Don’t just do something, do everything
Carriages and car seats and pediatrician appointments. We stop at nothing to keep our kids safe. In the aftermath of the latest mass-murder in a school setting, our kids deserve more than our doing something about it. They deserve our doing everything about it.
Reforms in law enforcement practice, weapon availability, mental healthcare, entertainment violence, social media habits, newsroom norms, and schoolyard security are each required. But remedying one failed-system is insufficient. They all demand repair to help restore our schoolyards into sanctuaries for learning and bright futures.

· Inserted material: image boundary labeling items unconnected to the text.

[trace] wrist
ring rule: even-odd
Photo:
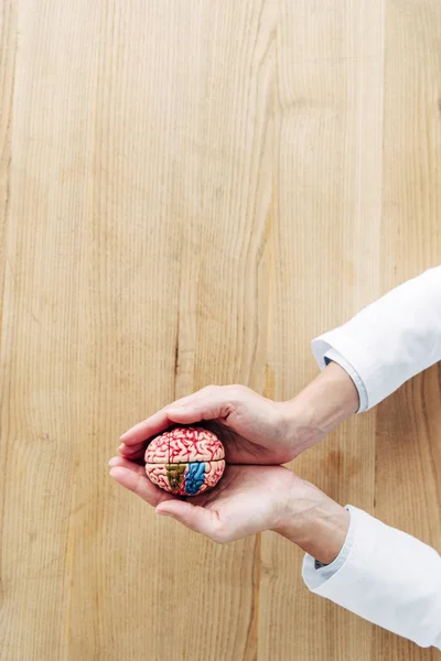
[[[283,516],[273,532],[287,538],[319,562],[330,564],[344,546],[349,529],[349,512],[310,483],[301,483],[301,489],[297,484],[287,496]]]
[[[294,399],[282,403],[293,456],[311,447],[357,412],[358,391],[348,373],[331,362]]]

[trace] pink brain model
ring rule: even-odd
[[[203,494],[216,486],[225,468],[223,444],[202,427],[175,427],[157,436],[144,458],[151,481],[176,496]]]

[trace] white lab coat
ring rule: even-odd
[[[312,349],[321,368],[332,359],[349,373],[359,411],[375,407],[441,360],[441,267],[318,337]],[[349,530],[334,562],[316,568],[313,557],[304,557],[308,587],[421,647],[441,649],[439,553],[355,507],[347,509]]]

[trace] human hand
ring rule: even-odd
[[[121,436],[119,453],[141,458],[149,438],[173,424],[201,422],[222,441],[230,464],[283,464],[294,455],[287,404],[244,386],[208,386],[161,409]]]
[[[205,424],[223,442],[229,464],[284,464],[358,408],[347,373],[331,364],[295,399],[273,402],[244,386],[208,386],[126,432],[119,453],[143,457],[151,437],[173,424]]]
[[[215,542],[272,530],[323,563],[332,562],[344,544],[346,510],[282,466],[229,465],[214,489],[183,500],[153,485],[135,462],[114,457],[109,464],[110,476],[158,514]]]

Weapons of mass destruction must become much harder to obtain. Mental health services must become much easier to obtain. Proactive police measures that protect our freedoms and our lives must be adopted. Movie and video-game makers who routinize violence as the only action that sells, need to do more than hide behind warning labels. News outlets need to resist granting notoriety to killers. Before they kill we want to know much more about them. Afterwards they deserve to be erased. Lawmakers who insist that making new laws will not work need to find different work. And social media outlets need to alert authorities to violently anti-social threats. Expression should always be free and unfettered. But it is never free of consequences.
This week the Torah underscores the importance of multi-pronged approaches to dispelling darkness. The portion begins by instructing our ancestors to bring properly processed olive oil for kindling lamps consistently (ner tamid) (Ex. 27:20). The eternal light being addressed is the seven-branched Menorah. It requires seven flames. A sevenfold approach is required to generate brightness and dissipate darkness. Moreover, the Hebrew word for consistent or eternal, tamid, occurs seven times throughout the portion. This suggests that problem-solving must also be ceaseless, remaining resilient and relentless. The fight for our children’s safety never stays won.
Destruction that results in mass casualties is never mono-causal. May we draw inspiration from students who seek to bring influence from school corridors into the halls of lawmaking and leadership. And may the bright future that their classmates deserved help to enlighten ours.